All three of these sliders affect every pixel in the image equally, the one remaining slider, Vibrance is more nuanced. It’s basically an intelligent saturation slider. It keeps skin tones looking natural, and it stops any single colour getting over-saturated. This helps make images really ‘pop’ without looking unnatural.
Sharpness & Definition
A pair of sliders that definitely cause confusion are Sharpness and Definition, they really do sound like synonyms, and that’s probably because they both help to make your image feel clearer. The sharpness slider makes edges stand out more by brightening the highlights and darkening the shadows on each side of an edge. It’s very easy to over-do sharpening and get nasty looking side-effects, so be gentle with this slider!
The Definition slider can be thought of as being a smart form of contrast, making the darker mid-tones darker, and the lighter mid-tones lighter, but leaving the. shadows and highlights alone.
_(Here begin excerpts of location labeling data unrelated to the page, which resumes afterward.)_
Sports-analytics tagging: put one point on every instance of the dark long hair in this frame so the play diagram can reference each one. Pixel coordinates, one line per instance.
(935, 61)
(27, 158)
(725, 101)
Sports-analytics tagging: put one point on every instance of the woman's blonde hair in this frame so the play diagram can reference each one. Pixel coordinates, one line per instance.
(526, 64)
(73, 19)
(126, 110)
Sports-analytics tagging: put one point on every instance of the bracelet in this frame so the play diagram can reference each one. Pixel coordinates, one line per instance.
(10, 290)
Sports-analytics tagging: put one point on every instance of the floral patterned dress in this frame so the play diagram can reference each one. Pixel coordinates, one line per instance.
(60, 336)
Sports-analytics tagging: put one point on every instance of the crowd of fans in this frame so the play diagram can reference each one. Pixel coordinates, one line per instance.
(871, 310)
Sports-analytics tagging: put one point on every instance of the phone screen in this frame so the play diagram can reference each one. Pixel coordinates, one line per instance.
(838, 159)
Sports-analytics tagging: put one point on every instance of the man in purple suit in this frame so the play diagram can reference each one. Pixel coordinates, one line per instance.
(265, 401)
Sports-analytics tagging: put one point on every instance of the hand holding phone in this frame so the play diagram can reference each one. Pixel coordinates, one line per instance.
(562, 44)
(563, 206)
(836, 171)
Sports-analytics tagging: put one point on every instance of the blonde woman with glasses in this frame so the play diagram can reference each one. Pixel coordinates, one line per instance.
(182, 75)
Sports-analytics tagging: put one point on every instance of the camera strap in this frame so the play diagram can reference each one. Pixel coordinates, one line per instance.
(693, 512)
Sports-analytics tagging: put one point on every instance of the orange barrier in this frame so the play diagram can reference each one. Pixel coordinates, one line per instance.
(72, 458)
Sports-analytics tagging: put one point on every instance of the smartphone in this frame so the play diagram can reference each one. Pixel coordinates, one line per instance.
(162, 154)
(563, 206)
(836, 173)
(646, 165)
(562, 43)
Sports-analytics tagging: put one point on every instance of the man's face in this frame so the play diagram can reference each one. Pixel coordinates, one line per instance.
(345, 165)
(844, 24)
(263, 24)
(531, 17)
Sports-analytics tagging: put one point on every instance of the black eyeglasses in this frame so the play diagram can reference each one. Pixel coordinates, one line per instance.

The same adjustment is sometimes also called mid-tone contrast.
The last two sliders don’t really map onto the histogram at all, and they do exactly what you’d expect them to, but I’ll include them for completeness.
The Noise Reduction slider applies the desired level of noise reduction. The only thing notable about this slider is that it’s the only one that only goes one way, there’s no such thing in Apple’s app as negative noise 🙂
Finally, there is the vignette slider. This allows you to darken or lighten the edges of a photo. This can be useful for drawing the viewer’s eye to the centre of a photo.